名探偵ポアロ長編第十六作目。
今回はヨルダンのペトラ遺跡が舞台。ポアロはペトラに行く前にエルサレムのソロモン・ホテルで、窓を閉めようとしてこんな会話を聞いた。「いいかい、彼女を殺してしまわなければいけないんだよ」。つくづく自分に殺人が付いて回ると思ったが、そうなるのは数日先である。
ポアロは後でこの声の主がレイモンド・ボイントンだと知る。ボイントン一家は、母親のボイントン夫人以下、長男レノックスとその妻ネイディーン、次男レイモンド、長女キャロル、次女ジネヴラという家族構成で一家総出で中東を旅していた。同じホテルに宿泊していた新米の医師サラー・キング、そして精神科の権威ジェラール博士は、一家の様子を見て心配する。大金持ちの夫亡きあと、母親のボイントン夫人は子供たちに過干渉で、長男夫妻を始め全ての子供たちに他人との交際を禁じていた。それなのに海外旅行をすると言うのは変と言えば変なのだが。サラーもジェラール博士も一家のことを心配するし、サラーは実際キャロルとソロモン・ホテルで深夜に腹を割って話すが、子供たちも経済的な理由で独り立ちできないので母親に従うしかなかったようだ。

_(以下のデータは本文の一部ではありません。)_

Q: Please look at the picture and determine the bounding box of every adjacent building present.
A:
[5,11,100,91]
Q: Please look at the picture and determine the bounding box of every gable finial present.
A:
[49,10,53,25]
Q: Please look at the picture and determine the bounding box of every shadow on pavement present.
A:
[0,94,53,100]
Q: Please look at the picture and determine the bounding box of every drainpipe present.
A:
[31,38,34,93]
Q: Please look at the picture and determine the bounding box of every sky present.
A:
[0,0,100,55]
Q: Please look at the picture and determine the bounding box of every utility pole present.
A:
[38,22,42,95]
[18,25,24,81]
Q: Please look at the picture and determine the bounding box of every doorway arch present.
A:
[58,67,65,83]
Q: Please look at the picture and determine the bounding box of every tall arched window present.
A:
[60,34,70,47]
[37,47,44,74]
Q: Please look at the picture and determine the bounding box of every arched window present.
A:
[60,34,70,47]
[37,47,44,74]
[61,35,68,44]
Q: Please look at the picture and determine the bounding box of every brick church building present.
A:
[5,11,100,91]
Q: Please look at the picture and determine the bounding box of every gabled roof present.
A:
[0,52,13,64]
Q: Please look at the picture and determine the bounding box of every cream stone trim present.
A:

サラーとジェラール博士がペトラ遺跡に出向くと、そこにボイントン一家もやってきた。そこにはイギリスの有名な女性政治家ウエストホルム卿夫人や思わぬ幸運で遺産が転がり込んだミス・ピアス、それにネイディーンの友人コープも居合わせた。ある日、ボイントン夫人は珍しく自分はホテルに残るから子供たちに散歩に行っておいで、という。彼女は宿泊する洞窟の前に座り子供たちを見送った。ところが子供たちがペトラのキャンプに戻ってみると、ボイントン夫人は夕食に現れない。洞窟の前の椅子に座ったままだった。アラブ人の召使いがボイントン夫人の様子がおかしいというので、サラー医師は彼女を診たが死んでいるのが発見された。ジェラール博士は自分が持参した劇薬の量が減り、ボイントン夫人が死んだ晩に注射器が紛失し、翌朝戻っていると騒ぐ。現地警察のカーバリ大佐は、一応不審死として扱い、数日後に丁度アンマンにやってきたポアロに事件をゆだねた。

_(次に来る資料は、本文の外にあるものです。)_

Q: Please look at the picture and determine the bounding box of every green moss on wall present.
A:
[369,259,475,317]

ポアロの決まり文句として有名なのが「灰色の脳細胞」であるが実は第一作から「心理」が彼の捜査方法のキーワードでもある。彼はあからさまな物理的証拠は重視しない。心理こそ事件を解く鍵だという。それがかなり色濃く表れたのが本作だろう。ボイントン夫人の心理、半ば虐待された形のその子供たちの心理が本書の手掛かりである。犯人の意外性はポアロものの中で1、2を争うが、伏線の置き方がフェアではないという感想はありえる作品で、評価が分かれるところ。三谷幸喜は、舞台を日本に置き換えてクリスティの作品を3度ドラマ化しているが、本書はその中ひとつで、最も知られざる作品をネタにしている(残り2作はオリエント急行の殺人とアクロイド殺人事件)。僕はポアロの推理は、ある手掛かりの評価を踏まえると見事とは思うが、千万言費やして意外な犯人がこれか、と思うと、意外性の設定にいささかやり過ぎに感じた。

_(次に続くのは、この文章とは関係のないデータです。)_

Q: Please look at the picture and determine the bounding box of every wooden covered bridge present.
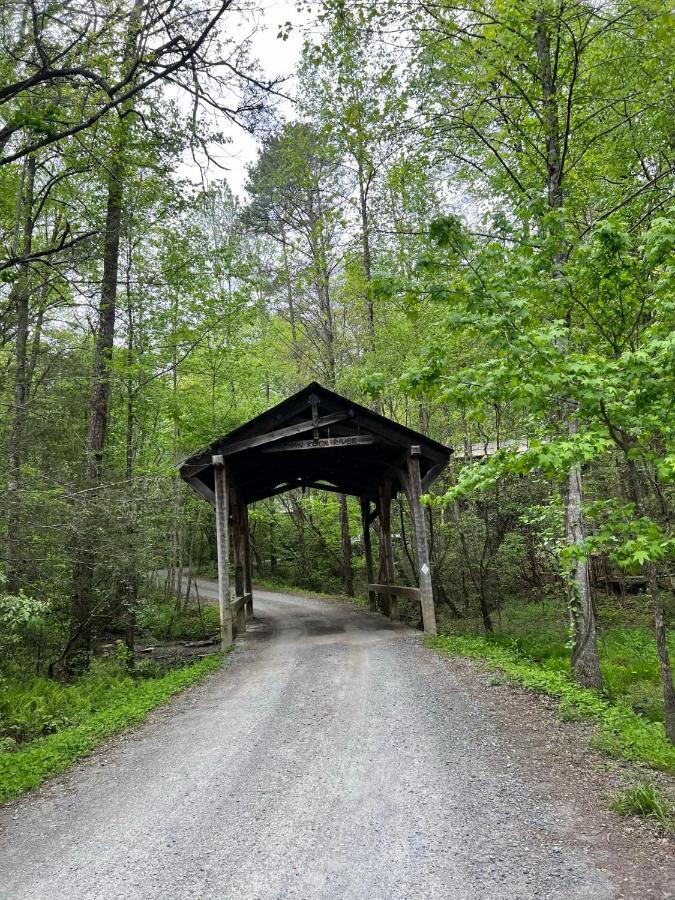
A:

本書における当局の代表はカーバリ大佐だが、彼はレイス大佐から、シャイタナ事件の見事な手腕でポアロが事件を解決したと手紙を受け取っている。シャイタナ事件とは明らかに
「ひらいいたトランプ」の事件である。事件の舞台が中東であることを踏まえると
「ナイルに死す」の直前か直後かと思われるが、「ナイルに死す」への言及はない。それよりも容疑者の尋問の過程で
「オリエント急行の殺人」への言及がある。また、登場人物のひとりミス・ピアスはヘイスティングズ大尉が書いたであろう、
「ABC殺人事件」の本を読んでいるとポアロに言っている。